The New Testament did not even exist on the Day of Pentecost when MORE THAN 5000 souls were added to the church of Jesus Christ. Surely we should not assume that their 'faith' was somehow deficient or ill informed through lack of any knowledge whatever of the contents of the whole New Testament, all of which had yet to come into existence over the next 100 years or more. Any believer in Jesus Christ, who has the same degree of knowledge of Him and his achievement, as that original 5000 did who heard Peter preach 'the word' that morning, was just as saved as you or I, who may have read, (though almost certainly not entirely understood), the entire Bible. This effectively means that, as far as your and my salvation is concerned, MOST of the New Testament you are calling 'God's Word', is not essential knowledge required to secure your salvation. If it in fact WAS, then THEY didn't hear it all or read it all and the salvation of that original 5000 is inevitably being called into question by those who think that a complete understanding of New Testament scriptures is essential to obtaining a 'saving faith' in God's Messiah. Cleary, logically, it is not. Even the Creeds did not exist at the time more than 5000 'believed'. Acts 4:1-4. There were no heresies at that time, just belief in 'The WORD'. .
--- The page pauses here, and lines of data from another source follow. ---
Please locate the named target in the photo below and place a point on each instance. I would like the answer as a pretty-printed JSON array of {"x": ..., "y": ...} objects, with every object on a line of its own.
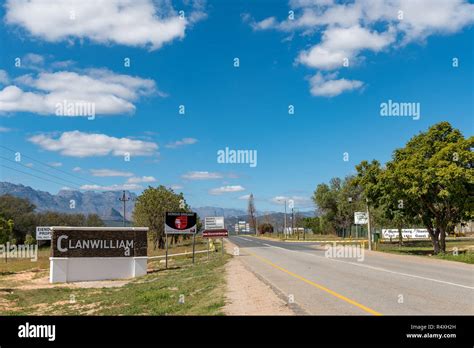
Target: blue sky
[{"x": 242, "y": 108}]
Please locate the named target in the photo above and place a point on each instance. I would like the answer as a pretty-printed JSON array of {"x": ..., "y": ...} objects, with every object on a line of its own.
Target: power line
[
  {"x": 52, "y": 167},
  {"x": 42, "y": 172},
  {"x": 38, "y": 177}
]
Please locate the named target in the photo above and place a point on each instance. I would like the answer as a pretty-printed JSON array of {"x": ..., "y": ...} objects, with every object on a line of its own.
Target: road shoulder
[{"x": 246, "y": 294}]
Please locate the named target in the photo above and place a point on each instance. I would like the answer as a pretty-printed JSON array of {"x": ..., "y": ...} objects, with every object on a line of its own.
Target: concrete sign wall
[{"x": 97, "y": 253}]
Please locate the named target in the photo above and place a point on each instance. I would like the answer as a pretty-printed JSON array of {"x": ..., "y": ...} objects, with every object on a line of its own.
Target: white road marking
[
  {"x": 399, "y": 273},
  {"x": 379, "y": 268}
]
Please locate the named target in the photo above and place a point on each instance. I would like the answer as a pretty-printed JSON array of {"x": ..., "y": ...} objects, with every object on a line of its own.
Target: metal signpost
[{"x": 179, "y": 223}]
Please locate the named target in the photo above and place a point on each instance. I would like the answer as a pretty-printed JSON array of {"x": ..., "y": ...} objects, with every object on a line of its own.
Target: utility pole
[
  {"x": 369, "y": 233},
  {"x": 292, "y": 221},
  {"x": 256, "y": 224},
  {"x": 124, "y": 200}
]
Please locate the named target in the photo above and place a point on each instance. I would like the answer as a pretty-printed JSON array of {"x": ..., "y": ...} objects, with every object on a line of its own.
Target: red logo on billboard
[{"x": 181, "y": 222}]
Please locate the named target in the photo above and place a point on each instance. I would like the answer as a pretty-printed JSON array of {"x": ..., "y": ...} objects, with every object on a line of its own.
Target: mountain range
[{"x": 108, "y": 206}]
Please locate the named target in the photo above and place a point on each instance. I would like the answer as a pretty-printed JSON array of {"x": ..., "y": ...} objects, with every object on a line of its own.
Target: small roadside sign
[
  {"x": 360, "y": 218},
  {"x": 214, "y": 223},
  {"x": 215, "y": 233},
  {"x": 43, "y": 232}
]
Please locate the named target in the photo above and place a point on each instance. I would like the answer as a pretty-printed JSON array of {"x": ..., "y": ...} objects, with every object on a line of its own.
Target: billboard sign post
[
  {"x": 43, "y": 232},
  {"x": 361, "y": 218},
  {"x": 214, "y": 227},
  {"x": 180, "y": 223}
]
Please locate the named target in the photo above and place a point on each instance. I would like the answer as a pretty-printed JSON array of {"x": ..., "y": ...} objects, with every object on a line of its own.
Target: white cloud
[
  {"x": 109, "y": 172},
  {"x": 79, "y": 144},
  {"x": 225, "y": 189},
  {"x": 143, "y": 23},
  {"x": 348, "y": 29},
  {"x": 202, "y": 176},
  {"x": 340, "y": 43},
  {"x": 182, "y": 142},
  {"x": 299, "y": 201},
  {"x": 52, "y": 93},
  {"x": 327, "y": 86},
  {"x": 143, "y": 179},
  {"x": 4, "y": 79},
  {"x": 130, "y": 187}
]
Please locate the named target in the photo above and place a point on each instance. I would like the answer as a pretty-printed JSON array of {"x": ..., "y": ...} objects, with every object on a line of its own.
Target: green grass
[
  {"x": 425, "y": 248},
  {"x": 157, "y": 293},
  {"x": 14, "y": 265}
]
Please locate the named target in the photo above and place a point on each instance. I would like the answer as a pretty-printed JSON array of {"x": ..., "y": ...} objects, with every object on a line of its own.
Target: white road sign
[
  {"x": 407, "y": 233},
  {"x": 360, "y": 218},
  {"x": 43, "y": 233},
  {"x": 214, "y": 223}
]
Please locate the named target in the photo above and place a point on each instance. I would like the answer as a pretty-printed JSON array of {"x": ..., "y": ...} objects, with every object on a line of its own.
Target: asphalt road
[{"x": 377, "y": 284}]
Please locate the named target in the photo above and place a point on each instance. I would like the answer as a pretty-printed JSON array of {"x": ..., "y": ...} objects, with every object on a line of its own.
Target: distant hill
[
  {"x": 105, "y": 204},
  {"x": 108, "y": 206}
]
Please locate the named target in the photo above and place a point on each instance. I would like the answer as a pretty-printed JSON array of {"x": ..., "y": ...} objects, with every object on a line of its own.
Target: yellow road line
[{"x": 329, "y": 291}]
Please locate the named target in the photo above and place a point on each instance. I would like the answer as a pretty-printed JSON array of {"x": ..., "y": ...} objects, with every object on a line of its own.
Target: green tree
[
  {"x": 434, "y": 179},
  {"x": 337, "y": 203},
  {"x": 150, "y": 209},
  {"x": 313, "y": 223}
]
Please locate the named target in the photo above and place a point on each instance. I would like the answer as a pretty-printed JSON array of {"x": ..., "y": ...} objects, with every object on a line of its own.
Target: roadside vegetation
[
  {"x": 182, "y": 289},
  {"x": 428, "y": 184},
  {"x": 456, "y": 250}
]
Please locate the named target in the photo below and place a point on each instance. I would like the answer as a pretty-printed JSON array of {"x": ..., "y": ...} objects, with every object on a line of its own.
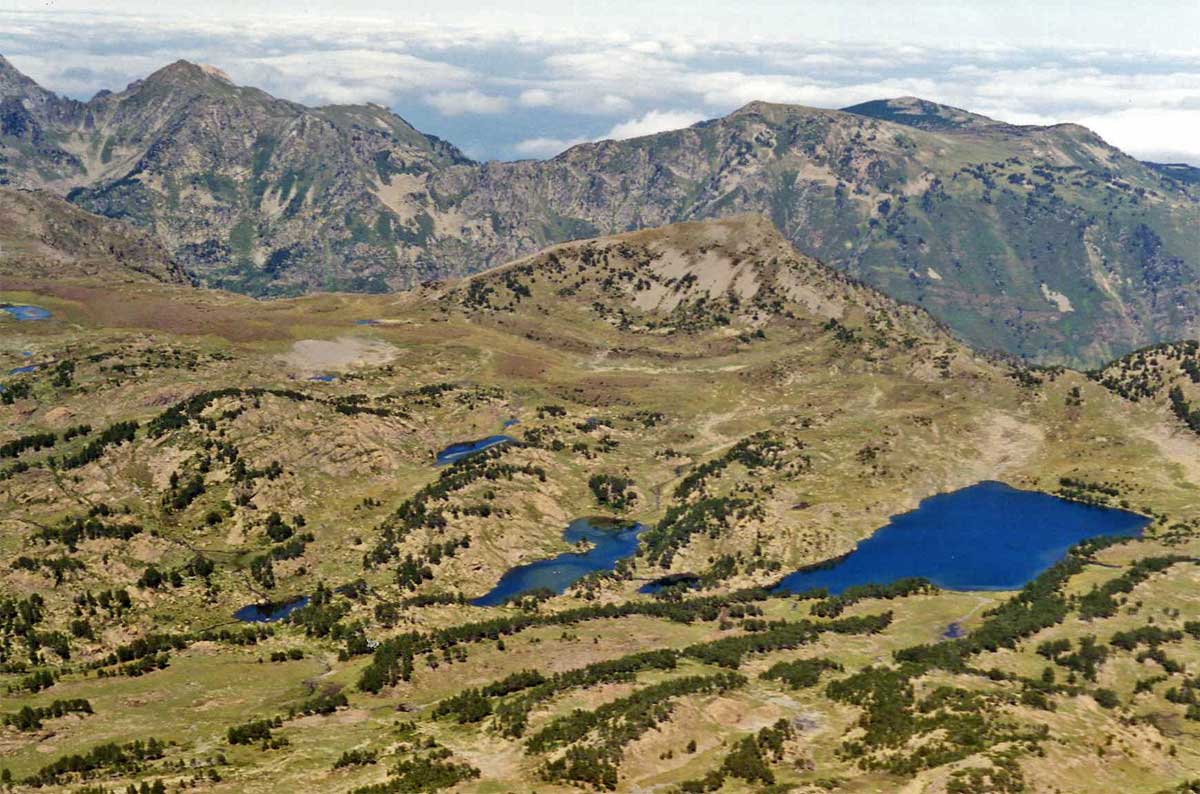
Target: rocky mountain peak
[
  {"x": 13, "y": 82},
  {"x": 186, "y": 73},
  {"x": 923, "y": 114}
]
It is my hope, @Tom Barrial that you might at least find common ground with @Ananias on this point. I am of the view that the point at @Invictus makes is not without merit.
So, you have been unaware all this time that individual books and letters were written at various times and places, separately copied by hand for generations, gradually grouped together into collections, and only after several centuries, organized into a unified canon, and that the basis for each step of this process was the authority and tradition passed on orally from one generation to the next? We even have the finished product - the New Testament in the original Koine Greek - today because Byzantine monks who prayed to the Virgin Mary eight times a day copied it by hand for nearly a thousand years. No Tradition, no Bible.